Before 25 they’re learning the work and after 50 their natural energy ebbs and so they assist in the others’ duties ( 25-26). But that may be just my humanistic interpretation.
Maybe, spiritually, these are the years that a man needs to be focused on the Lord’s work in a community rather than on his own work in the world.
The time between 25 and 50 was the time of my life-changing sins, particularly adultery, the prideful and self-serving focus on my career, and the failure to love my wife and children in a self-sacrificing way.
Although I went to church every Sunday, my worship was mostly a long-standing habit that I valued and enjoyed but did not use to interpret my life and change my ways.
At 50 I turned away from my dying alcoholic wife, had an affair, and lost my job. In a way, God retired me, but unlike the Levites I had no spiritual community to meaningfully serve in. Until I got my new job at 60, I was basically assisting others, going from job to job, more a teaching assistant than a teacher.
Instead of arranging the light for others to see the Lord better, I was blocking it and casting sinful shadows. Instead of living in the light, I was hiding behind it, an unholy judge of others, self-righteous in my unacknowledged sin.

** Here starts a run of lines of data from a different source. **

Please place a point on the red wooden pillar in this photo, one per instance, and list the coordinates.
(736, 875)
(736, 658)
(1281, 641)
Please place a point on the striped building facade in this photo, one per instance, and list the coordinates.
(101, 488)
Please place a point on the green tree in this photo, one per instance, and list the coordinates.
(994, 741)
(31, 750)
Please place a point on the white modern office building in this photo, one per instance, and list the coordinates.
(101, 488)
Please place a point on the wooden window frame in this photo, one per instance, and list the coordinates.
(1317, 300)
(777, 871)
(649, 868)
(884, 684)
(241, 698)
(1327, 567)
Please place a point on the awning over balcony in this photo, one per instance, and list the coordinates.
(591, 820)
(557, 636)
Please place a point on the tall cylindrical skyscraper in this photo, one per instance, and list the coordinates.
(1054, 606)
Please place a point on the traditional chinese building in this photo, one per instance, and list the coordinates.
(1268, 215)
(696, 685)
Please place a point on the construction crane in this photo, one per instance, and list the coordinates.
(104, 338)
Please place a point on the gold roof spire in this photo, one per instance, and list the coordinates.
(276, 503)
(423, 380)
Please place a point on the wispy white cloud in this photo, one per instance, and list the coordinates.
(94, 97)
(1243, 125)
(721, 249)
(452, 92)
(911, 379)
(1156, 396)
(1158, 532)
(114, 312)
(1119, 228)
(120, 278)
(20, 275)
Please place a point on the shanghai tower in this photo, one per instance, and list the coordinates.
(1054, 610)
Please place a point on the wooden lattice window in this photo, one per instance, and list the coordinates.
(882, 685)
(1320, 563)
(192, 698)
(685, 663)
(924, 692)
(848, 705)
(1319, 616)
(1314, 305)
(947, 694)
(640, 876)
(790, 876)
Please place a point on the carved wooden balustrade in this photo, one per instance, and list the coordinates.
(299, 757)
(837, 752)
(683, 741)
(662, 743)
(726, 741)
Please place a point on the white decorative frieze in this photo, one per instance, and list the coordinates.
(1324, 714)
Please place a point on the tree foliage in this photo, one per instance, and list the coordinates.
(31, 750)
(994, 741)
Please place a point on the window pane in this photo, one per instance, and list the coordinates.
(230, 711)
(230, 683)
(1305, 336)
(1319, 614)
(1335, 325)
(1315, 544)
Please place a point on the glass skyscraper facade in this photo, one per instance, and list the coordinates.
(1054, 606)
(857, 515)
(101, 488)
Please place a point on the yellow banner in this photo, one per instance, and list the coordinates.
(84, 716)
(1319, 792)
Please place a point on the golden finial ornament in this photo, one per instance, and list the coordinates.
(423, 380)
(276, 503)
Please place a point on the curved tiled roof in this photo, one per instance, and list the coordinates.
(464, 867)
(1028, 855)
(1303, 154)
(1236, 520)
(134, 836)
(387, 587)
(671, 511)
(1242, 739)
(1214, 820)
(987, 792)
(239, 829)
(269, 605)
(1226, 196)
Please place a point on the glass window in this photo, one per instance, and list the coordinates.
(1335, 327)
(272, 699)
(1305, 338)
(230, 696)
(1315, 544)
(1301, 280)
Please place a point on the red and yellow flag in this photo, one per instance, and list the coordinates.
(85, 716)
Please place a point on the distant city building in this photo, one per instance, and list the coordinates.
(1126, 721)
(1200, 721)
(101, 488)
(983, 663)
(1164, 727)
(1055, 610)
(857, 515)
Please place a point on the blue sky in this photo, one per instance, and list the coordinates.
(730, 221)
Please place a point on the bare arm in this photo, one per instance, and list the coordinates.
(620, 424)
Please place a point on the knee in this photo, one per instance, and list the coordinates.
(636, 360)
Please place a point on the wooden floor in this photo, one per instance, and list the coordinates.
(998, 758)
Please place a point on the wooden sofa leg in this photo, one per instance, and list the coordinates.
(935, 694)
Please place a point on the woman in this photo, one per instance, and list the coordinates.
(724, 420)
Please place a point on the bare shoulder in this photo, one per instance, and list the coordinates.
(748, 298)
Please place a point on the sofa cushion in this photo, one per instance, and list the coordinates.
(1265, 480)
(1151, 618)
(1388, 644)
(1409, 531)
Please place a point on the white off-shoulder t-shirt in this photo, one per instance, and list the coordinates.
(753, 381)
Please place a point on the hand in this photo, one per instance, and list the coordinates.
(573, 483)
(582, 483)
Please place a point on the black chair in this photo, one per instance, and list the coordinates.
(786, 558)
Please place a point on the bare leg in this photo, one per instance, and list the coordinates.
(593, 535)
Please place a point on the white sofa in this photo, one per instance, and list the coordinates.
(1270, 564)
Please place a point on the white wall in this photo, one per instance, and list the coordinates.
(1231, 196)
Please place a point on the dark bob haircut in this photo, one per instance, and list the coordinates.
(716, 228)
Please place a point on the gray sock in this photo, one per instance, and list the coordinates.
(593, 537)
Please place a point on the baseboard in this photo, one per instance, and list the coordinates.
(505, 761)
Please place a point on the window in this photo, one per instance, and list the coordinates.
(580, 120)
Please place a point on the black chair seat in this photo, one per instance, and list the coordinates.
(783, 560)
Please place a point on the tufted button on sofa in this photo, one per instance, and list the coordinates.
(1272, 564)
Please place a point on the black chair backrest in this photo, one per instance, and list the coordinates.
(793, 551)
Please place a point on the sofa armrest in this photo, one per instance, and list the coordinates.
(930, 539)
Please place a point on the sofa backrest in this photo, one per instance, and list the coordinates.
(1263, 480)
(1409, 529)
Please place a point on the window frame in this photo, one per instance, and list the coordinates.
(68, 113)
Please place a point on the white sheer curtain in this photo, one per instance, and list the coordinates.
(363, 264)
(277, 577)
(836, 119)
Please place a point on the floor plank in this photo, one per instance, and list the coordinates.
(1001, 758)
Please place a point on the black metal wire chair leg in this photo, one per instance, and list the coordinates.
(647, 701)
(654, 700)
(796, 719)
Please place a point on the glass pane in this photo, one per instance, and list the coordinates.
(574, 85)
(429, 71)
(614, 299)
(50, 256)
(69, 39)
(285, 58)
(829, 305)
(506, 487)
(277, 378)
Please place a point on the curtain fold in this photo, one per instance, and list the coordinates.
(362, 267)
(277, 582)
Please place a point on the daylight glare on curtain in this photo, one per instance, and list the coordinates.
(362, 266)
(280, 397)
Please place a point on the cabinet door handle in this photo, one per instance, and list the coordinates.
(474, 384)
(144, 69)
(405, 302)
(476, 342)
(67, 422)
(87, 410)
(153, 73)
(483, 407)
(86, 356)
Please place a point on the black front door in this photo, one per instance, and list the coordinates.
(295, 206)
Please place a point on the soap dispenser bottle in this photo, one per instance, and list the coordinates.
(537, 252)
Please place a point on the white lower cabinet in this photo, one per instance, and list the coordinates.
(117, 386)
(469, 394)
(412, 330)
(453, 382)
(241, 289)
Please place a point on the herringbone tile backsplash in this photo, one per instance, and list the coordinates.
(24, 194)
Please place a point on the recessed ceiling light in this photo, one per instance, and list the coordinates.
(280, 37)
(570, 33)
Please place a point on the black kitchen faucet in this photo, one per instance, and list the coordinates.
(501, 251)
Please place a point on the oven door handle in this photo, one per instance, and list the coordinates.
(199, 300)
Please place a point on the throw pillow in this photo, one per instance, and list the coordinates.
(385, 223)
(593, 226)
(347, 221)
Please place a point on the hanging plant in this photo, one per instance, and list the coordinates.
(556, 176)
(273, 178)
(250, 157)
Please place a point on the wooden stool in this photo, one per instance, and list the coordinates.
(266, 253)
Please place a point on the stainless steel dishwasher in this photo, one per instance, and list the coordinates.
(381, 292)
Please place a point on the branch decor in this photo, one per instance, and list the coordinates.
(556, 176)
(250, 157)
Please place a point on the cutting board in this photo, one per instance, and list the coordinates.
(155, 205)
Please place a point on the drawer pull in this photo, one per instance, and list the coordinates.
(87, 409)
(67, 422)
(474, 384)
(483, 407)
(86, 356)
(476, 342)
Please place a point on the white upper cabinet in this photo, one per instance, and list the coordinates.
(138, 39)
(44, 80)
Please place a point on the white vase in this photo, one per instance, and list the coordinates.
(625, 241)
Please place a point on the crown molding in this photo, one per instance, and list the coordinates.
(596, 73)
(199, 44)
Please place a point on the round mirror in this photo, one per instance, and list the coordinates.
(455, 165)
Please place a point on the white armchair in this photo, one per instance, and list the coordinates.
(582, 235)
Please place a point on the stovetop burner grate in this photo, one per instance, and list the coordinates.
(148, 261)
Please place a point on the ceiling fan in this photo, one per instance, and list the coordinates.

Today one of my students asked me to tell my story of being homeless to the class.
It was a God-given opportunity to show God’s action in my life. I arranged the light carefully, however, mindful of what would not be appropriate for the students to hear. What interested them most was not the death of my alcoholic wife nor my long denial of her alcoholism and its effect on my children nor even my time with a psychiatrist nor my job loss.
It was the phrase “God took me down to rock bottom.”
“What did you find there?” one girl asked. No one had ever asked me that before. Rock bottom, I said, is God.
When God allows everyone and everything to be taken away, I went on, you discover that rock bottom is God.
He’s there holding you. Rock bottom is a good place to find, I said.
God blessed me today by letting me arrange the light of his grace to shine for someone who needed to hear the story of how God loves this wayward son and, by extension, will love her if she lets him.
Application: sharing my story to a few teenagers.
Lord, let your light shine on me, my family, my whole church community. Help me live by your light and not block it for others.